Hitting back, Alvarado said she has always supported public education and is on the side of educators and school districts.
“I am a product of HISD,” she said. “If there is any doubt on where I stand on public education, look at my voting record. I am the only one in this race with a record.”
In her release, Garcia includes a link to a document on the Stand for Children website called “What We Stand For: School Choice.”
"This paper begins with an overview of existing choice programs and a discussion of the current evidence available on these policies and their impact on student outcomes and equity,” the researchers write.
Calls to Stand for Children seeking clarification on where the group stands on the issue of vouchers were not immediately returned.
Bray, who raised about $14,000 leading up to his general election contest last year, only reported raising about $350 in January, according to campaign finance reports. Republican Dorothy Marie Olmos, 54, who ran unsuccessfully for the State Board of Education in November, raised no money and spent $3,500, which she took out in a loan.
Democrat Joaquin Martinez, 32, who describes himself as a “silent community leader in the East End,” raised about $5,600 in January and spent about $2,000. Fellow Democrat Susan Delgado, 48, who lists her occupation as real estate broker, reported raising no money since late December. Her only expenditure is the required $1,250 filing fee. Delgado twice ran unsuccessfully against Gallegos, once as an independent and another time as a Libertarian. Democrat Rodolfo M. Reyes, 59, a business consultant and former member of the League City City Council, spent $3,000 and has an outstanding loan balance of $16,600.
Green Party candidate Maria Selva, 52, raised about $1,500 for her campaign since December and has spent about $1,300.

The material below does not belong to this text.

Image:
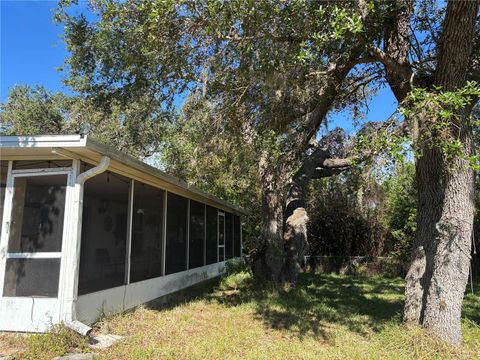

After Saturday's election, Harris County has 10 days to canvass the results, while Perry’s office has 14, according to the secretary of state. The governor’s canvass can’t take place until the county finishes its own, and Perry has five days after his canvass to order the runoff election if needed. The runoff would have to be set on a date between the 12th and 25th day after Perry ordered it, and it must take place on a Tuesday or a Saturday.
Following the runoff election, the county has 10 days to canvass the results and the governor’s office has 14.
Editor’s note: A Houston Chronicle report cited in this story has been corrected by that publication to reflect that Mr. Mostyn’s PAC donated $80,400. This story has been corrected to reflect that change.